August, 2012

The Prime Hosting RAID meltdown brought up servers using months-old backups

RAID 6 meltdownHundreds of customers of The United Kingdom based Prime Hosting suffered website outages following a disk meltdown, reports The Register. The downtime was due to the failure of several hard disk drives, which degraded the storage array to the point where it ceased to function. The downtime at the Manchester-based hosting reseller began at 5am on 31 July, and tree days later some sites are still down.

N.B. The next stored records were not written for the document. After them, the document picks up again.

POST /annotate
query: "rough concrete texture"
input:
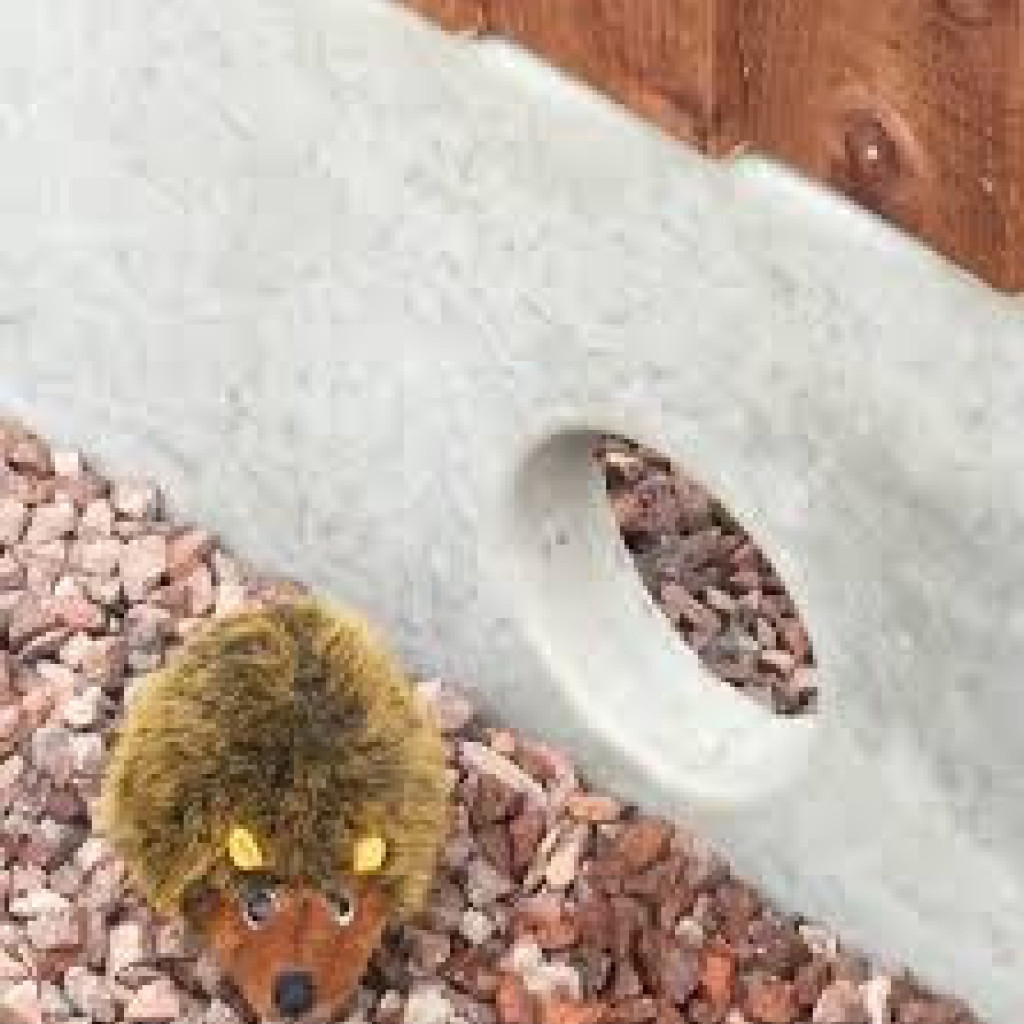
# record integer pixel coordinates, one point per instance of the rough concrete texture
(260, 246)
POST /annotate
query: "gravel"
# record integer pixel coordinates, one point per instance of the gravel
(553, 904)
(710, 579)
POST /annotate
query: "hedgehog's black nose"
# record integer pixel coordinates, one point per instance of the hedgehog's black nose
(293, 993)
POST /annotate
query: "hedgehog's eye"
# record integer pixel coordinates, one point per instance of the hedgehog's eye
(343, 905)
(258, 904)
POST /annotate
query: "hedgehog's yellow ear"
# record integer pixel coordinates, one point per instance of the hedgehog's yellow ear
(369, 855)
(244, 850)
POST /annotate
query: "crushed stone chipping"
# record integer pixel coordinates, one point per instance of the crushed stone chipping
(554, 904)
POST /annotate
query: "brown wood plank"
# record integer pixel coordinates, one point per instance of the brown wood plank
(903, 104)
(912, 108)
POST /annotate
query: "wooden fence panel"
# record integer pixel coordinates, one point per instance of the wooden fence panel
(912, 108)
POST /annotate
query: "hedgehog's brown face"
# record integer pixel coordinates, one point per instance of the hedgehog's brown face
(294, 952)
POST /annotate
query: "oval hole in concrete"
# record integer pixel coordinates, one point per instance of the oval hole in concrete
(635, 689)
(709, 578)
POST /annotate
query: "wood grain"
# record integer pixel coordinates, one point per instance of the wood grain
(912, 108)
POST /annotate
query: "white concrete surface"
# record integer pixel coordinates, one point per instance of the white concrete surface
(356, 292)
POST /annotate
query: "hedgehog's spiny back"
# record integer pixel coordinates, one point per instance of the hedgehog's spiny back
(296, 721)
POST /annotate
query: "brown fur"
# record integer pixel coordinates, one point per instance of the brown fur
(293, 722)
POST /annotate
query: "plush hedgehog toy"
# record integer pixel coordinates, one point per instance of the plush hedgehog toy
(278, 786)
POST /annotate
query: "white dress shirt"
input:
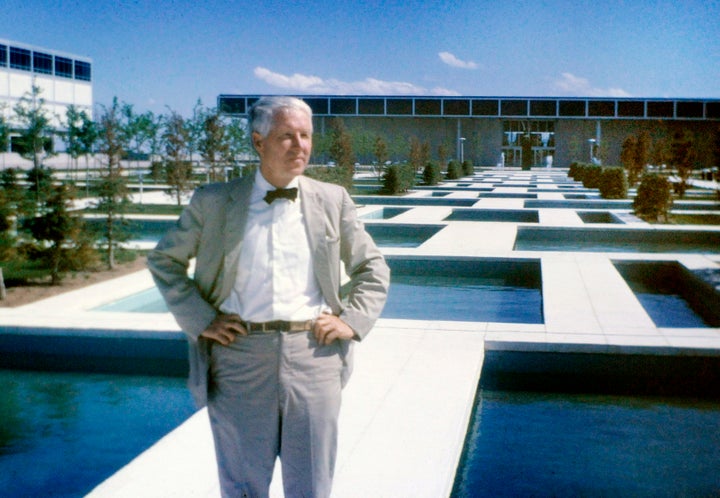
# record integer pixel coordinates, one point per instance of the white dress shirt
(275, 278)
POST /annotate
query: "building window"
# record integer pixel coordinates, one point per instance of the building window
(82, 71)
(513, 107)
(427, 107)
(342, 106)
(570, 108)
(371, 106)
(231, 105)
(601, 108)
(689, 109)
(456, 107)
(318, 105)
(485, 107)
(543, 108)
(63, 67)
(631, 108)
(399, 106)
(660, 109)
(20, 59)
(42, 63)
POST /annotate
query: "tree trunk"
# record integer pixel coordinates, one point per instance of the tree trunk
(3, 294)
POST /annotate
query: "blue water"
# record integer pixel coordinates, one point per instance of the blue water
(670, 310)
(543, 445)
(415, 297)
(421, 297)
(63, 434)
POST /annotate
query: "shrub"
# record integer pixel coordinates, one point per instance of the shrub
(591, 176)
(454, 170)
(468, 169)
(653, 198)
(398, 178)
(613, 183)
(432, 174)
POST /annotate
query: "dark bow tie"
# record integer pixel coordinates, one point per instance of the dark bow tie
(281, 193)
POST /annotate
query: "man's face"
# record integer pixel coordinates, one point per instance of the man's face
(285, 151)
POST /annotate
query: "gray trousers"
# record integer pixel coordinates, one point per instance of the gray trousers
(275, 395)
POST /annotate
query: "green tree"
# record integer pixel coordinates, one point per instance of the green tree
(214, 144)
(341, 152)
(59, 227)
(238, 143)
(682, 157)
(4, 133)
(112, 189)
(653, 199)
(80, 138)
(381, 154)
(35, 125)
(178, 168)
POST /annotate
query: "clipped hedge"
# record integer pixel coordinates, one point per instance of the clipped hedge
(432, 174)
(454, 171)
(468, 169)
(654, 197)
(398, 179)
(613, 183)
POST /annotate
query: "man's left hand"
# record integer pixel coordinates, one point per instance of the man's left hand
(330, 327)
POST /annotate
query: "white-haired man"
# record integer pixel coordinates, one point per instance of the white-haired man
(270, 337)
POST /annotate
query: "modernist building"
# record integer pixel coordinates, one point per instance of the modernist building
(486, 130)
(64, 79)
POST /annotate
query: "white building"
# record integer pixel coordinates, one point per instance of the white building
(64, 79)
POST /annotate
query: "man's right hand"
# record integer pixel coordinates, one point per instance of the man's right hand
(224, 329)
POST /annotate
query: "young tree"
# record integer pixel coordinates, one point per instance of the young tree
(682, 157)
(214, 144)
(178, 168)
(238, 143)
(112, 189)
(36, 130)
(4, 133)
(81, 137)
(341, 152)
(58, 226)
(381, 154)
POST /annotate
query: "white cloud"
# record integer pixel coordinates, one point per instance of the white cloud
(453, 61)
(573, 85)
(369, 86)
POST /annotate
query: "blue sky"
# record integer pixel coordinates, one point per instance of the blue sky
(170, 53)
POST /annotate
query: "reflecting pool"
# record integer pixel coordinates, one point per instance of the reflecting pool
(63, 434)
(540, 444)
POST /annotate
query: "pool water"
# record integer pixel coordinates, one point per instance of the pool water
(416, 297)
(63, 434)
(422, 297)
(540, 444)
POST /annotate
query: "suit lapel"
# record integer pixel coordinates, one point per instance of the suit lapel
(313, 208)
(236, 212)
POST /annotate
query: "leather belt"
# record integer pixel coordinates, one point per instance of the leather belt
(277, 326)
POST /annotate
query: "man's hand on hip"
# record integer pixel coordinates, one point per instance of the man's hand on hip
(329, 327)
(224, 328)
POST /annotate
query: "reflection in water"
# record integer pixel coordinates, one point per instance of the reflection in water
(62, 434)
(540, 444)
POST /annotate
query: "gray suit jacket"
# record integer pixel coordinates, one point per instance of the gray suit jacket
(210, 230)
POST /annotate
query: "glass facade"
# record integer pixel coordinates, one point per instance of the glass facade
(481, 107)
(41, 62)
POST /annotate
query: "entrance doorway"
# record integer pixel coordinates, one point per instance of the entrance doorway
(542, 135)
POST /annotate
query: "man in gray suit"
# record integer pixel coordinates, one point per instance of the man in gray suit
(270, 336)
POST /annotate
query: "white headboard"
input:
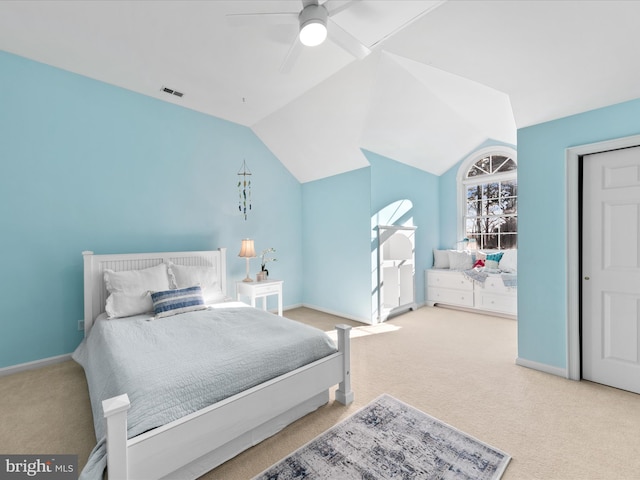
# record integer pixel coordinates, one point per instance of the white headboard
(95, 291)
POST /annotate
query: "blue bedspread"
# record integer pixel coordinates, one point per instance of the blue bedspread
(174, 366)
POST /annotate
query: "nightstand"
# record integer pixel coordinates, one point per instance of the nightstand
(262, 290)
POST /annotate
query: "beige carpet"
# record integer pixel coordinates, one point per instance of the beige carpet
(456, 366)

James Smith, executive director at parent company M247, explained that the fault lay with the hardware: "The problems were caused by the failure of three hard drives in a RAID6 array, therefore losing parity."

"After one drive failed, the rebuild process staggered into problems" - continue James Smisth. "Two other drives started exhibiting a high rate of media error during a rebuild process to replace a failed drive. The second drive failed at 15 percent rebuilding. At this point, the RAID array was severely degraded and could not tolerate any further failures. Unfortunately the third drive with high media errors then also went in to a failed state during efforts to take a more recent replicated copy of data. The replication of data had 790GB of data to sync, it managed 150GB before failing."

What is not known is the timeframe between the first disk failure and when action was initiated to rectify it.

This unfortunate incident starkly illustrates that RAID was always about higher availability, and that regular offline backups are never completely avoidable--Prime Hosting did have some backup, fortunately.

As a result, several customers were upset to find their restored websites had reverted to a backup that was months old.

Moreover, having three HDDs fail in the same array in such a short span of time also indicates possible problems with that particular batch of HDDs. Indeed, some storage experts have in the past called for HDDs to be purchased from different batches to prevent a situation where multiple drives decide to cease operation at the same time.